Much like your mobile phone, you can charge your Lithium Iron Phosphate batteries whenever you want. If you let them drain completely, you won’t be able to use them until they get some charge. Unlike lead-acid batteries, Lithium Iron Phosphate batteries do not get damaged if they are left in a partial state of charge, so you don’t have to stress about getting them charged immediately after use.
Relion LiFePO4 batteries can safely charge at temperatures between -4°F – 131°F (0°C – 55°C) – however, we recommend charging in temperatures above 32°F (0°C). If you do charge below freezing temperatures, you must make sure the charge current is 5-10% of the capacity of the battery.
How to Charge a LiFePO4 Battery
The ideal way to charge a LiFePO4 battery is with a Lithium Iron Phosphate battery charger, as it will be programmed with the appropriate voltage limits. Most lead-acid battery chargers will do the job just fine. AGM and GEL charge profiles typically fall within the voltage limits of a Lithium Iron Phosphate battery. Wet lead-acid battery chargers tend to have a higher voltage limit, which may cause the Battery Management System (BMS) to go into protection mode. This won’t harm the battery; however, it may cause fault codes on the charger display.
Charging batteries in Parallel Best Practices
When connecting your Lithium batteries in parallel, it is best to charge each battery individually before making the parallel connection(s). If you have a voltmeter, check the voltage a couple hours after the charge is complete and make sure they are within 50mV (0.05V) of each other before paralleling them. This will minimise the chance of imbalance between the batteries and maximise the performance of the system. Over time, if you notice the capacity of your battery bank has decreased, disconnect the parallel connections and charge each battery individually, then reconnect.

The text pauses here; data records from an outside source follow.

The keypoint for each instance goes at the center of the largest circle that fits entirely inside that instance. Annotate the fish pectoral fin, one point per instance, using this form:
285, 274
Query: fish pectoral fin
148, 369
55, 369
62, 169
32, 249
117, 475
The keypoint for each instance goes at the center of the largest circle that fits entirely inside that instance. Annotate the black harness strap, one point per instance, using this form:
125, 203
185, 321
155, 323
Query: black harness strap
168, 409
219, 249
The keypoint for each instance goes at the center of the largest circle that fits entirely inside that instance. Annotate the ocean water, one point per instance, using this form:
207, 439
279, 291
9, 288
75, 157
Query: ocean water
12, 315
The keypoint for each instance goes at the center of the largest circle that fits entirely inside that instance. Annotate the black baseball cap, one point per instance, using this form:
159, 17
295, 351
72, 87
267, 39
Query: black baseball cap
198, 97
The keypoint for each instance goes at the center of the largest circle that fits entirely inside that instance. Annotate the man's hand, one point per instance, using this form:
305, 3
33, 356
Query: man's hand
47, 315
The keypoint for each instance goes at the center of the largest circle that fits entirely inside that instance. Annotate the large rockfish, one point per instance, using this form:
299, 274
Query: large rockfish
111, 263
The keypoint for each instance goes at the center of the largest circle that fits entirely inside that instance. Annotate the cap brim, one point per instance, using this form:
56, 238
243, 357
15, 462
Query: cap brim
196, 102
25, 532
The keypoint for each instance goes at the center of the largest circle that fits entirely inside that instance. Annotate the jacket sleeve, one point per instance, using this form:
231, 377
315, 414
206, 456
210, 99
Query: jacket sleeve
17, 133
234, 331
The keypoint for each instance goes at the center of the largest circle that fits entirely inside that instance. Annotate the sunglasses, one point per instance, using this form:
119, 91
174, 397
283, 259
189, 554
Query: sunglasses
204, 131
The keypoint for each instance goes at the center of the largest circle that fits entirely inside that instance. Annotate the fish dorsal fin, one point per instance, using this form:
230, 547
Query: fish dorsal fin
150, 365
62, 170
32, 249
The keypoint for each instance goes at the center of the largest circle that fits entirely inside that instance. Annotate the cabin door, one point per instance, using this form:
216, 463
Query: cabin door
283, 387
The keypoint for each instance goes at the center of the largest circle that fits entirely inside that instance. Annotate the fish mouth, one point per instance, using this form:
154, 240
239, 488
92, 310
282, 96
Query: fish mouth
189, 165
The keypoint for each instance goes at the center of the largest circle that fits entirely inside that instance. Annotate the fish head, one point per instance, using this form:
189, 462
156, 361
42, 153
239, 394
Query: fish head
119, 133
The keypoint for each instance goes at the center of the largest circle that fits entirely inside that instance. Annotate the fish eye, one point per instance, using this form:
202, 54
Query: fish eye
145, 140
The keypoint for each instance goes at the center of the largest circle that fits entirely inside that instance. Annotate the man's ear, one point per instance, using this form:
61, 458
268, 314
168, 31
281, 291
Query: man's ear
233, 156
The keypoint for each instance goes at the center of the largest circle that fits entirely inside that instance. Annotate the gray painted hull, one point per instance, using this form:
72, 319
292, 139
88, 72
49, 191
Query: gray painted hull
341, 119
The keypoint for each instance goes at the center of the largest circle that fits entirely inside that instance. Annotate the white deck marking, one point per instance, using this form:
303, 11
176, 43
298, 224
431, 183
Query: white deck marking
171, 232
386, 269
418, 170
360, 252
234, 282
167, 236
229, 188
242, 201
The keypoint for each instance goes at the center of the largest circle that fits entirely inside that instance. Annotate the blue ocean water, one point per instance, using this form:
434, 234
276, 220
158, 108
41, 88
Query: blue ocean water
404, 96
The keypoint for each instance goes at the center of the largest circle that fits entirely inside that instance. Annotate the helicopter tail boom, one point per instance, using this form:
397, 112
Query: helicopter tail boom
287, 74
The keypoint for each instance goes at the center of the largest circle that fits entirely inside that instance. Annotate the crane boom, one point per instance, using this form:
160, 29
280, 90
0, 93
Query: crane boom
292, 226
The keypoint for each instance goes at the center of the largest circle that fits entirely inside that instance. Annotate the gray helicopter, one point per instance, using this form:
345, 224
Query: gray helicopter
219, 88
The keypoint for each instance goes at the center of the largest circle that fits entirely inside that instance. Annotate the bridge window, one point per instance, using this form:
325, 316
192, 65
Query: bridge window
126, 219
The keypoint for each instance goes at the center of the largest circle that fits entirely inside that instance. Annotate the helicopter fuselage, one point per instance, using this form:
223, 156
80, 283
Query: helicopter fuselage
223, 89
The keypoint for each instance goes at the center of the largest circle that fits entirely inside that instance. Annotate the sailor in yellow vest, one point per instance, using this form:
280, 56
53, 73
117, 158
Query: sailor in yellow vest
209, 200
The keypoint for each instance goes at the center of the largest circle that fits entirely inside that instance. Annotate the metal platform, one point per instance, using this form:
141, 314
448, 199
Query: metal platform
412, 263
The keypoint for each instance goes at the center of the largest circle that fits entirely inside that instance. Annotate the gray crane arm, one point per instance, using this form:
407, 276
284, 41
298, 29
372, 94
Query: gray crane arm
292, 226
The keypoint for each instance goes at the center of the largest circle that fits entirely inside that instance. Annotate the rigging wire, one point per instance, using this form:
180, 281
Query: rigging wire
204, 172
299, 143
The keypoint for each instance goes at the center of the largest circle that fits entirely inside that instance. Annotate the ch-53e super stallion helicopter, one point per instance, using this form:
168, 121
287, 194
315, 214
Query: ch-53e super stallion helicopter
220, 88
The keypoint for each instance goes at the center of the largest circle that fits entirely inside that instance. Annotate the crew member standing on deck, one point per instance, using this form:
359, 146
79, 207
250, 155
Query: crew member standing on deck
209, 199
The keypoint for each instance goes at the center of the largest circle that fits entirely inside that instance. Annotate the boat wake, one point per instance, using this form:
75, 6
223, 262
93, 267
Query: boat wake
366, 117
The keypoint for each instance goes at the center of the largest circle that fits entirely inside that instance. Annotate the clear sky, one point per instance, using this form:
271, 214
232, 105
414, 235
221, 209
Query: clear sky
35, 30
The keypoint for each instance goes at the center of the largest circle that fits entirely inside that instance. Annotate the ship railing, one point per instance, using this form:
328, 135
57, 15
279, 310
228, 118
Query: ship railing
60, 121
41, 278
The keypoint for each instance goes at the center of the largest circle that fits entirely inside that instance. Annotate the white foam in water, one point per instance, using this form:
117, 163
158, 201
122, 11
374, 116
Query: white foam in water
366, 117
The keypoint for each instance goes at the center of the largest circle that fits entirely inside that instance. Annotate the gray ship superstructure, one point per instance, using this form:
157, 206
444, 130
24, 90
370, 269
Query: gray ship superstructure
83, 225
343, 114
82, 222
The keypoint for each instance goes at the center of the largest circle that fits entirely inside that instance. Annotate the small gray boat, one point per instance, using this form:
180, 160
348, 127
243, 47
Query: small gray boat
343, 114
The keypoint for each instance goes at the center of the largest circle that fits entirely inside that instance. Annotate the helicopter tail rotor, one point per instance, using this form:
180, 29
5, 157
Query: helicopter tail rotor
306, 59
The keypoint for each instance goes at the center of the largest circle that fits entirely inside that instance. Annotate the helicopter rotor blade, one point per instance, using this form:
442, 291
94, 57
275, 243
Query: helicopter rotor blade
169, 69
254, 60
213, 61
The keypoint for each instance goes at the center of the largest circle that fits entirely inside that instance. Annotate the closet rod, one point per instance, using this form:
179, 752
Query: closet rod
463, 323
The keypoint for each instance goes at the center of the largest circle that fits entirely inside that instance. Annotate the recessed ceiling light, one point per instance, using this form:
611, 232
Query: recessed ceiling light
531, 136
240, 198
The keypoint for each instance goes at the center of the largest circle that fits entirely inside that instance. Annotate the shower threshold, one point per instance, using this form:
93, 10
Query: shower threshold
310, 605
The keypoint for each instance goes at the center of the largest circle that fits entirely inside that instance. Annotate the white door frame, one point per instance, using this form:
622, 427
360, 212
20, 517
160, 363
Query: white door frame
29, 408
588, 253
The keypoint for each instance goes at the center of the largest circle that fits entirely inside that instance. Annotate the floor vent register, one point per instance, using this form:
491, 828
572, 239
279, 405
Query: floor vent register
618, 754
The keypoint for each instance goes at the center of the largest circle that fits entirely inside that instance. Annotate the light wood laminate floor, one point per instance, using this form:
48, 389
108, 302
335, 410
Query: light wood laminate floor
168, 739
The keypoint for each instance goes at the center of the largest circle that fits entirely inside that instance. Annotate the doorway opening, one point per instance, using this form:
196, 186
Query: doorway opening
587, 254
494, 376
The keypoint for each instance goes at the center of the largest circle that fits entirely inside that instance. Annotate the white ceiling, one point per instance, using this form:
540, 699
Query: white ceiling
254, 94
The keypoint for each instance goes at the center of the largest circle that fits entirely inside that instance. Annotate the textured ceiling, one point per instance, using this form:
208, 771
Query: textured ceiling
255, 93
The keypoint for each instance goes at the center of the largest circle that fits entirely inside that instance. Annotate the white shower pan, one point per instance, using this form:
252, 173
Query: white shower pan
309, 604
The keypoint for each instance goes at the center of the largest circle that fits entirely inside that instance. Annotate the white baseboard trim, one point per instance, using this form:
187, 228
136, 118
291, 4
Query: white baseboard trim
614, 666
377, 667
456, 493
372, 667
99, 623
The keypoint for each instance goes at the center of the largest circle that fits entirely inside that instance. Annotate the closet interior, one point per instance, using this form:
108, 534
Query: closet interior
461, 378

Charging Batteries in Series Best Practices
Connecting Lithium batteries in series is much like connecting them in parallel, it is best to charge each battery up individually and check the voltage and ensure they are within 50mV (0.05V) of each other before making the series connections.
It is highly recommended to charge Lithium batteries in series with a multi-bank charger. This means each battery is charged at the same time but completely independent of the other. In some applications, this is not practical, which is why Relion offers 24V and 48V batteries to reduce the need for multiple batteries in series.
What About During Storage?
Lithium Iron Phosphate batteries are so much easier to store than lead-acid batteries. For short-term storage of 3-6 months, you don’t have to do a thing. Ideally, leave them at around 50% state of charge before storing. For long-term storage, it is best to store them at a 50% state of charge and then cycle them by discharging them, recharging them and then partially discharging them to approximately 50%, every 6-12 months.
The Key Differences Between Lithium Iron Phosphate and Lead-Acid Batteries When It Comes to Charging
Lithium batteries can charge at a much higher current and they charge more efficiently than lead-acid, which means they can be charged faster. Lithium batteries do not need to be charged if they are partially discharged. Unlike lead-acid batteries, which when left in a partial state of charge will sulfate, drastically reducing performance and life.
Relion Lithium batteries come with an internal Battery Management System (BMS) that protects the battery from being over-charged, whereas lead-acid batteries can be over-charged, increasing the rate of grid corrosion and shortening battery life.